Specifically, the NWPA prohibits the U.S. Department of Energy from taking title to commercial irradiated nuclear fuel (often euphemistically called spent or used nuclear fuel) at an interim storage site, unless and until a permanent geologic repository is licensed and operating. Despite this legal prohibition, ISP’s license allows for storage of DOE owned waste.

“No federal agency is above the law,” said Mindy Goldstein, director of Emory University’s Turner Environmental Law Clinic in Atlanta, GA, and an attorney for Beyond Nuclear. “On Friday, we filed a brief with the D.C. Circuit Court of Appeals, asking the court to strike down a license issued by the Nuclear Regulatory Commission because it ignored the unambiguous mandates of the Nuclear Waste Policy Act.” 

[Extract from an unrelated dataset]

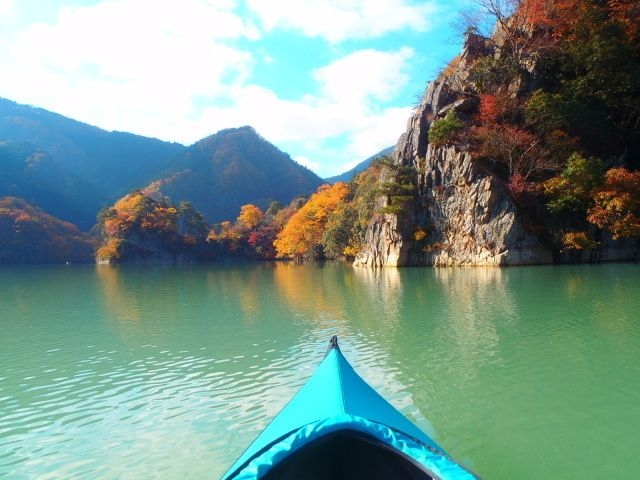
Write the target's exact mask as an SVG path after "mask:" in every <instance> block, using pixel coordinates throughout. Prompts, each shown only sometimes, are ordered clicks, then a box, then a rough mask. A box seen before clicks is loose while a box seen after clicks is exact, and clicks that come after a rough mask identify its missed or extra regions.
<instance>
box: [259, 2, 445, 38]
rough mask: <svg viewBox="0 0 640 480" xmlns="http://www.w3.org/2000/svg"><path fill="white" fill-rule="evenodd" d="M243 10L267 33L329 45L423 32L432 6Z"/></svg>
mask: <svg viewBox="0 0 640 480" xmlns="http://www.w3.org/2000/svg"><path fill="white" fill-rule="evenodd" d="M246 3H247V6H248V8H249V9H250V10H252V11H253V12H254V13H255V14H257V15H258V17H259V18H260V20H261V22H262V25H263V26H264V28H265V29H267V30H273V29H276V28H283V29H290V30H296V31H300V32H302V33H303V34H304V35H306V36H309V37H321V38H325V39H327V40H329V41H330V42H334V43H335V42H340V41H343V40H346V39H352V38H359V39H364V38H375V37H379V36H382V35H384V34H386V33H389V32H393V31H396V30H400V29H404V28H409V29H412V30H415V31H418V32H424V31H426V30H428V29H429V27H430V17H432V16H433V15H434V13H435V11H436V6H435V3H431V2H419V3H417V4H412V3H411V2H408V1H407V0H375V1H372V0H274V1H270V2H266V1H264V0H247V1H246Z"/></svg>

Don’t Waste Michigan, a seven-group national grassroots environmental coalition, and Sierra Club, filed a joint initial brief.

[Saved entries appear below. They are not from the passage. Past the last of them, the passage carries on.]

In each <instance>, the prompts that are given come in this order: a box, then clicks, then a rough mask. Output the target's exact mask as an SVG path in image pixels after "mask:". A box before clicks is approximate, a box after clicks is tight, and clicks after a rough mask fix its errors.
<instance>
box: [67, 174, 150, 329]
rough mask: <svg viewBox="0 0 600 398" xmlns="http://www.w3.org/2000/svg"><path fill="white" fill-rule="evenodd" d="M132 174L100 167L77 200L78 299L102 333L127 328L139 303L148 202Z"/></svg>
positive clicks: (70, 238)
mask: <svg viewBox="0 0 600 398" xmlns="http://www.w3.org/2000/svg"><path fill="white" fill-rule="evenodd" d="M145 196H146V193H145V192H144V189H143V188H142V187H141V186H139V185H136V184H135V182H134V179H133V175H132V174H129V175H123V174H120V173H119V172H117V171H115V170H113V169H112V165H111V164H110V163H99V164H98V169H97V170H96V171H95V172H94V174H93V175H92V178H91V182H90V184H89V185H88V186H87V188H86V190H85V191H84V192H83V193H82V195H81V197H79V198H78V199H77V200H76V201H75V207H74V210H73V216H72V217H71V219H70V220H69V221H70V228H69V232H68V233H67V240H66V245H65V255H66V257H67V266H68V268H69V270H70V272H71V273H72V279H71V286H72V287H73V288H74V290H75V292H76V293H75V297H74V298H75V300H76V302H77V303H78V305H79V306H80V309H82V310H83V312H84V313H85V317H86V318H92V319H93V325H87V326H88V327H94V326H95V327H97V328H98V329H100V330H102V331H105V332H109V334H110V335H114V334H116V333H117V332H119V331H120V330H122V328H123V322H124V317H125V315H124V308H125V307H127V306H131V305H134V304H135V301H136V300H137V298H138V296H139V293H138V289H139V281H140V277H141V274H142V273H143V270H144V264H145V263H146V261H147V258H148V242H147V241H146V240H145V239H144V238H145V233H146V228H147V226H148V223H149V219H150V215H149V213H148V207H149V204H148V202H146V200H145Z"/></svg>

In addition to the violations of the NWPA and APA, this environmental coalition has raised a large number of challenges alleging NRC violations of the National Environmental Policy Act, including inadequate consideration of: transportation risks to and from the CISF; earthquake risks at the CISF due to very nearby oil and natural gas extraction in the Permian Basin; alternatives to the CISF, including Hardened On-Site Storage at nuclear power plants; impacts on threatened species; the risk of extremely long-term, or even de facto permanent, surface storage at the CISF;  and the risk of radiological impacts on the area’s ecology, geology and groundwater, including the adjacent or even underlying Ogallala Aquifer.

This coalition of environmental groups seeks the court to order NRC to re-do the ISP Environmental Impact Statement so that it complies with the legal requirements of NEPA.

“NRC has segmented off the transportation risk issue from the ISP Environmental Impact Statement, a blatant violation of the National Environmental Policy Act,” said Terry Lodge, legal counsel for Don’t Waste Michigan. “The Region of Influence for routine, incident-free shipments is a half-mile on both sides of transport routes, due to hazardous gamma and neutron radiation emissions, while for accidents and attacks that breach the container, it is 50 miles on both sides of the route, due to hazardous radioactive releases,” Lodge said.

“NRC has concealed road, rail, and waterway routes to be used to transport over 3,000 shipments of highly radioactive waste from nuclear power plants across the nation to Texas,” said Michael Keegan, co-chair of Don't Waste Michigan. "These shipments amount to 'Mobile Chernobyls' as potential dirty bombs on wheels. Shipments by barge on the Great Lakes and Hudson River must be excluded. These are for certain mobile X-ray machines that can not be turned off as they pass through countless communities past millions of Americans.”

DON'T MESS WITH TEXAS (OR NEW MEXICO)

The States of Texas and New Mexico also oppose the ISP facility.

Texas has appealed NRC’s license approval at the 5th Circuit Court of Appeals in New Orleans, while New Mexico has appealed at the 10th Circuit Court of Appeals in Denver. Initial briefs were filed in those cases on Feb. 7 and March 10, respectively. Fasken Land and Minerals, Ltd. and Permian Basin Land and Royalty Owners have appealed against the ISP CISF in both the D.C. and 5th Circuits.

The same parties opposing the CISF in Texas also oppose Holtec International’s CISF targeted at southeastern New Mexico, just over 40 miles from ISP. NRC will likely approve Holtec’s 173,600 metric ton CISF license by mid-2022. The opposing parties have already filed federal appeals against Holtec's CISF in the D.C., 5th, and 10th Circuit Courts of Appeals. NRC’s approval of the Holtec CISF license would likely prompt the D.C. Circuit Court to regard the case, which has been held in abeyance, as then ripe for active consideration, as well.